L2 — provisioning: turn the reservation into a schedulable GPU. In the cloud, an autoscaler launches the reserved instance, it joins the cluster, and its GPU device plugin advertises the GPUs to Kubernetes — that’s the step that makes the reserved capacity actually schedulable. kind’s machine already exists, so we stand in for the device plugin by advertising one GPU on each worker:
for n in $(kubectl get nodes -l '!node-role.kubernetes.io/control-plane' \
-o jsonpath='{.items[*].metadata.name}'); do
kubectl patch node "$n" --subresource=status --type=json \
-p '[{"op":"add","path":"/status/capacity/nvidia.com~1gpu","value":"1"}]'
done
kubectl get node "$WORKER" -o jsonpath='gpu=[{.status.capacity.nvidia\.com/gpu}]{"\n"}'
node/layers-worker patched
node/layers-worker2 patched
gpu=[1]
That gpu=[] → gpu=[1] flip is the L1→L2 boundary: a reservation existing (a claim) versus a node actually offering a GPU the scheduler can place work on. Now we have two workers, one schedulable GPU each.
L3 — scheduling: the scheduler chooses where each pod runs. Submit three pods, each asking for one GPU:
for p in trainer-a trainer-b trainer-c; do
kubectl apply -f - <<EOF
apiVersion: v1
kind: Pod
metadata:
name: $p
spec:
containers:
- name: c
image: busybox
command: ["sh", "-c", "sleep 3600"]
resources:
limits:
nvidia.com/gpu: 1
EOF
done
kubectl get pods -o wide # the NODE column shows the scheduler's decision
NAME READY STATUS NODE
trainer-a 1/1 Running layers-worker2
trainer-b 1/1 Running layers-worker
trainer-c 0/1 Pending <none>
(The real -o wide also prints RESTARTS / AGE / IP / NOMINATED NODE; trimmed here for width.)
This is L3 doing its real job. Two GPUs across two nodes; the scheduler placed trainer-a and trainer-b on different workers — picking a node is the decision — and left trainer-c Pending because both GPUs are now taken. Placement and Pending are the two faces of the same layer: it puts work where capacity is, and refuses when there’s none.

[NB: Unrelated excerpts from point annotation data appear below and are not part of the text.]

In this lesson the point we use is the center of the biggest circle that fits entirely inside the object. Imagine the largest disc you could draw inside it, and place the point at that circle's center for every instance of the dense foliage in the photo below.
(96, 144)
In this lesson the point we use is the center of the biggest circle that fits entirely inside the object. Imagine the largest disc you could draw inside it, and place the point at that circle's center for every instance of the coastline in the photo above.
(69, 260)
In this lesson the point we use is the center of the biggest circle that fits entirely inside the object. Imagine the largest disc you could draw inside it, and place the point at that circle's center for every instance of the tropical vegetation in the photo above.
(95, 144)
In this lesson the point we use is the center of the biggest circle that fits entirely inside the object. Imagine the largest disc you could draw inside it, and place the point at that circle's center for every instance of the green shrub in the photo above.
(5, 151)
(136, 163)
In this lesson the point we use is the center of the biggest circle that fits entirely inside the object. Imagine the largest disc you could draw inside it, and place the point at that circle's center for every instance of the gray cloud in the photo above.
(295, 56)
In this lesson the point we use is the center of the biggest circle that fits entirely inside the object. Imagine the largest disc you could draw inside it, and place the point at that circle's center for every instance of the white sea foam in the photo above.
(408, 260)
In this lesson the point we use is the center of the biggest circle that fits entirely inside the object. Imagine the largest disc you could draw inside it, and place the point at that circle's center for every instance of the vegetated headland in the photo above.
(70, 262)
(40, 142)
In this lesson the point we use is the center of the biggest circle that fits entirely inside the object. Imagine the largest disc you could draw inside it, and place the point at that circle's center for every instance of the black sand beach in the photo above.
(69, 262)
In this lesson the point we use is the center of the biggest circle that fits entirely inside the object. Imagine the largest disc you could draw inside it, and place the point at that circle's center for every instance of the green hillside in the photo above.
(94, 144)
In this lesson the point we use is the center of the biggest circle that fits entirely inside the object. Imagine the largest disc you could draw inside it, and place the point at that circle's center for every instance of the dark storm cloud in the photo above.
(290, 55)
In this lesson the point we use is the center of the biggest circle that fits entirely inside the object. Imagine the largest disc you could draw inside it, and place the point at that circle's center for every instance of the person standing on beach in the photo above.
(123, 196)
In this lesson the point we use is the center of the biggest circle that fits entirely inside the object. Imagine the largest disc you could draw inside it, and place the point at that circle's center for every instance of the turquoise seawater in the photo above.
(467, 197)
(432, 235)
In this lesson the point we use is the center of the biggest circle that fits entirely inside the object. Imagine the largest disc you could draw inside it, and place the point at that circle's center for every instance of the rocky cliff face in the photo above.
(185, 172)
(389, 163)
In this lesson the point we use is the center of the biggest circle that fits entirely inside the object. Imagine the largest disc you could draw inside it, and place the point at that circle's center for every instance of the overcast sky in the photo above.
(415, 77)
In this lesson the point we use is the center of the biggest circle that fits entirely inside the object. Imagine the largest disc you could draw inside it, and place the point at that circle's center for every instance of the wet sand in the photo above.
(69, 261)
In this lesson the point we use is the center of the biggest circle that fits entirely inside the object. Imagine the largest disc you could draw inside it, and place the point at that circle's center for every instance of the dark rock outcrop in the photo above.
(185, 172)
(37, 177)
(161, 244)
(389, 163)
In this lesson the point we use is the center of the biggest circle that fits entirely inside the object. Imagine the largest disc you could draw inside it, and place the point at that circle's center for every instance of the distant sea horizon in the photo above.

L4 — workload: run the work inside a running pod. A pod is the slot the scheduler filled; the workload is whatever runs in that slot. We already watched the scheduler place trainer-a on a GPU node (that was L3) — so let’s run the workload in that same pod, without killing or rescheduling anything. kubectl exec runs a process inside a running container. Our workload is deliberately trivial — log a timestamp, “work” for three steps, log the time again — a stand-in for a real training script:
kubectl exec trainer-a -- sh -c 'echo "[trainer-a] $(date +%H:%M:%S) starting"; for i in 1 2 3; do echo "[trainer-a] step $i"; sleep 1; done; echo "[trainer-a] $(date +%H:%M:%S) done"'
[trainer-a] 14:53:58 starting
[trainer-a] step 1
[trainer-a] step 2
[trainer-a] step 3
[trainer-a] 14:54:01 done
That’s L4: the workload runs on the GPU the pod is holding, and the pod stays up the whole time — kubectl get pods still shows trainer-a and trainer-b Running, nothing was torn down. Notice exec never touches the scheduler: the placement decision (L3) happened once, when the pod was created; the workload just runs in the slot the pod already claimed. That’s the real-world shape too — a training pod is scheduled once, then runs many steps inside it.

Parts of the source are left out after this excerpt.